Remember the despair we had after she “rejected” The Defining Moment? When we no longer had the right to complain or even request, when all we could do was to wait, wait and pray?

And how about the heartache when the fancied Yuhang missed her first row seat? Or the numerous voting competitions, none of which we were fancied to win? Doesn’t matter we won most eventually, it’s worth rejoicing but nothing to be proud of; life goes on and we still ain’t fancied to win.

Sometimes I wonder if we even have any reason to not be humble. “Lux Veritas” is not yet a present tense. Even if it does become one finally, it doesn’t comes with lifelong guarantee.

I need a reminder or two at times too, but we will do fine together. Graciousness and humility, keep these in constant check :)

See | 1 Comment


29 June 2010 | 03:29 am
You See That?

One day I will say/ask this and then smile and nod at the same time :)

Me | Comments Off


26 June 2010 | 04:11 am
Now I understand

Why is it that the star we so love can seem as though it no longer shines..

Because the backdrop so black that supports and allows it to shine has changed..

Giving way to the bright daylight and the star is no longer the only thing that is bright..

The star didn’t lose its shine..

It’s still there, but not with our naked eyes..

So this is why, you walk away into the shade, and never look up into the sky or try..

Not, See | Comments Off


26 June 2010 | 03:52 am
The very moment

The very moment I thought I understood was the very moment I didn’t.

The very moment I thought I could be detached was the very moment I was sucked in.

The very moment I thought it was lovely was the very moment it was getting ugly.

The very moment I thought has arrived was the very moment that will never come.

The very moment I thought will never arrive was the very moment that came at the blink of eye.

This very moment, I thought of nothing, of nothing you thought I would be.

I know yet I don’t, but I know you don’t, or maybe you do? Still, whether you do or not is, n.o.m.b..

Me | Comments Off


26 June 2010 | 03:31 am
The Liar

I knew that the person couldn’t be trusted but I am terribly disgusted to discover the extensive lies told.

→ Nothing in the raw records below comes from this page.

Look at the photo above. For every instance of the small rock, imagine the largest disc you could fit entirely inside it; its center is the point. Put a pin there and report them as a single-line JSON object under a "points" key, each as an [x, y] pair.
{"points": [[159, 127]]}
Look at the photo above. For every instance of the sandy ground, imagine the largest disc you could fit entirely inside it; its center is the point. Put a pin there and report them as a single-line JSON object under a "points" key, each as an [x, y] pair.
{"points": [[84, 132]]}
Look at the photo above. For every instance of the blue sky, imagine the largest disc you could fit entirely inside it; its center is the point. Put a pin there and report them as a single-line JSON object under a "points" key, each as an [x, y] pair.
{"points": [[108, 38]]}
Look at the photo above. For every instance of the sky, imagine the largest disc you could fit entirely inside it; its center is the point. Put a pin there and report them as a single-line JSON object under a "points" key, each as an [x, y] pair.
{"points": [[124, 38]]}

It doesn’t matter too much to me since I never trusted this person in the first place, but what if this person has been lying not just to me and everyone else, but……

For a person who has been wearing a changeable mask, how true and real can this person be? There better not be any harm or hurt, there better not be.

Not | Comments Off


04 June 2010 | 07:21 pm
一动不如一静

以不变应万变?

Not | Comments Off


04 June 2010 | 01:23 am
Are youths these days apathetic?

I have always felt indignant whenever my GP tutor (as in teacher) generalises us back in JC days. But now I wonder if my indignation was even justified to begin with.

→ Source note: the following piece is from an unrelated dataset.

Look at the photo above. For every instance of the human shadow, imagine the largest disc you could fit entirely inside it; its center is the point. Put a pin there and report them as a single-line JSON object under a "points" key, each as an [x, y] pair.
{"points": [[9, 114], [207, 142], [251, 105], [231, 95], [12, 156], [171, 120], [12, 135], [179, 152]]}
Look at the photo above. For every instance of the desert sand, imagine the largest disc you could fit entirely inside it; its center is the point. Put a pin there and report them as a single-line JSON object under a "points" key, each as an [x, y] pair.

I wouldn’t say I am a concerned youth, and these days, I pretty much regard myself as apathetic too; yet at the same time, I feel that the label “apathetic” on some other youths might actually be a compliment for them. They are not just unconcerned, they are selfish and self-centered.

Perhaps we all are, but has this situation worsened?